Cantwell first played hurling and Gaelic football to a high standard as a student at Killina Presentation Secondary School. He later earned inclusion on the DCU Dóchas Éireann team for the Fitzgibbon Cup.

At club level, Cantwell progressed through the juvenile and underage ranks with the Shamrocks club before joining the club's adult teams as a dual player.
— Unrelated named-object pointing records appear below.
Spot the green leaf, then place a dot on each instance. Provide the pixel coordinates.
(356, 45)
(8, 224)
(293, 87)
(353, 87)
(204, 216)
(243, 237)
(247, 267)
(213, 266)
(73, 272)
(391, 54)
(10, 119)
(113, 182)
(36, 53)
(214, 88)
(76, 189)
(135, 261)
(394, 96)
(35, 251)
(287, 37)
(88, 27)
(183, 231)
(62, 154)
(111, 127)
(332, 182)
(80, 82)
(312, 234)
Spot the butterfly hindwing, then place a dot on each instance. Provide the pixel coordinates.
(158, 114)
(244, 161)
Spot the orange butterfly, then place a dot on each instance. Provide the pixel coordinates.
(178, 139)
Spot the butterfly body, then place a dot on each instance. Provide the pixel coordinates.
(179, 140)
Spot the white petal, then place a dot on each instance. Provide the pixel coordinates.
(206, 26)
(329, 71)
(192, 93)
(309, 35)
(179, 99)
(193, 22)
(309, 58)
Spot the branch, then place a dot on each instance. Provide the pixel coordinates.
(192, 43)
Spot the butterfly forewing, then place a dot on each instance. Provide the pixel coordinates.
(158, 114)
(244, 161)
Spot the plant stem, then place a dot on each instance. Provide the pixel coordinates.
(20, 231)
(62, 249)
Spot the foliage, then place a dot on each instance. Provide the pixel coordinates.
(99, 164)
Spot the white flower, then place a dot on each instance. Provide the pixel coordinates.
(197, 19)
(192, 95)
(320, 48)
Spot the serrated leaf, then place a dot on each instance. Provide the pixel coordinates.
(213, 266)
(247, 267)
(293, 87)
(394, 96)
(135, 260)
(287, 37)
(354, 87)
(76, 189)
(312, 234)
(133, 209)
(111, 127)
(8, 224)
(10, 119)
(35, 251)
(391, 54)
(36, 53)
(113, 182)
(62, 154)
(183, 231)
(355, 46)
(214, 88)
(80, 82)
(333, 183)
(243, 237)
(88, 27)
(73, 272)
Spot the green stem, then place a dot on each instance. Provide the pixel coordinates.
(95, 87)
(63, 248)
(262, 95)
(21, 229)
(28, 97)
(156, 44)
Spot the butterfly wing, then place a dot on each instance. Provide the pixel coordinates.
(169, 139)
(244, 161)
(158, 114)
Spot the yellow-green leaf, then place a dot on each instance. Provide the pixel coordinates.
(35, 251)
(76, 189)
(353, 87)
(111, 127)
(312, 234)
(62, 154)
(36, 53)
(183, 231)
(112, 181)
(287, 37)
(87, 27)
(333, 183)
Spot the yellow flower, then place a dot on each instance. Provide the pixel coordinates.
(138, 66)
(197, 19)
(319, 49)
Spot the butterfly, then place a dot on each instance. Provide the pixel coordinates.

He was part of the club's senior football team that beat Tubber in 2018 to win the Offaly SBFC title.

Cantwell first appeared on the inter-county scene for Offaly during an unsuccessful one-year tenure with the under-20 team in 2020. He was later drafted onto the senior team and made his debut in a National Hurling League defeat of Wicklow in 2021. Cantwell won a Joe McDonagh Cup medal as an unused substitute in 2024 after a defeat of Laois in the final.

==Honours==

- Shamrocks
- Offaly Senior B Football Championship: 2018

- Offaly
- Joe McDonagh Cup: 2024

- Mucklagh
- Pedal for the Playground
Pádraig undertook the biggest physical challenge of his career in preparation for The Pedal. The training was gruelling, akin only to the six-feet-spaced turf-footing of 2020, but Pádraig persevered and, whilst thronged with fans throwing undergarments and newborn babies at him in Kelly's Roadhouse, recorded it as one of the finest moments in his young life. However, he was mercilessly dominated by the Great Brian Tyrell on the home stretch, culminating in the end of a Shamrockian rivalry akin to that of the Montagues and Capulets.